4. Keep the rest of the asparagus for the sorbet.
5. Cook the asparagus tips in a large amount of salted boiling water until they are al dente (approximately 3 minutes). Freshen in salted, iced water.
6. Leave the cooking water to cool and then keep the asparagus in it.
For the asparagus water:
1. Bring the salted water to the boil. Add the asparagus stems and boil until they are thoroughly cooked. This will take approximately 10 minutes.
2. Freshen in salted, iced water.
3. Drain, liquefy and sieve.
For the asparagus sorbet:
1. Mix a 1/4 of the juice with the dextrose, stir continuously, heat to 85-195ºF.
2. Dissolve the gelatin and mix with the rest of the asparagus water. Season generously with salt.
3. Leave to set in the fridge for at least 12 hours.
4. Then process in the sorbet machine.
5. Keep in the freezer.
For the hot mayonnaise:
1. Place all the ingredients in a bowl and emulsify with a whisk.
2. Strain and fill the canister using a funnel.
3. Foam and keep in a bain marie at 160ºF. Stir from time to time to stop the egg from setting.
For the grapefruit segments:
1. Cut off the upper and lower ends of the grapefruit until you reach the segments.

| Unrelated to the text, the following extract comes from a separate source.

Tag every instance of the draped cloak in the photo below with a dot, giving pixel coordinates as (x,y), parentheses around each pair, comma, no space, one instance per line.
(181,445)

2. Peel the fruit so that you reach the flesh and there is no trace of the skin or pith, without altering the initial shape of the fruit.
3. Use a really sharp knife to separate the segments from their membranes.
4. Cut off the ends of the segment, so that you only have the central part. Cut it into ¾" pieces.
Final Steps & Preparation:
1. Heat the asparagus tips with a little of the cooking water at 160ºF, making sure that you do not overcook it.
2. Heat a non-stick frying pan, sprinkle a light layer of icing sugar and when it begins to turn brown, add the grapefruit and caramelize on both sides.
3. Drain the asparagus tips and arrange them vertically in a small deep dish.
4. Place two pieces of grapefruit on opposite sides of the dish and arrange two tarragon leaves on top.
5. Shake the canister with the hot mayonnaise and fill in the spaces left at the 5 points between the asparagus tips and the grapefruit.
6. Use a dessert spoon to make a quenelle of asparagus sorbet on one side of the dish.
7. Finish by drizzling a little virgin olive oil and Maldon salt over the grapefruit.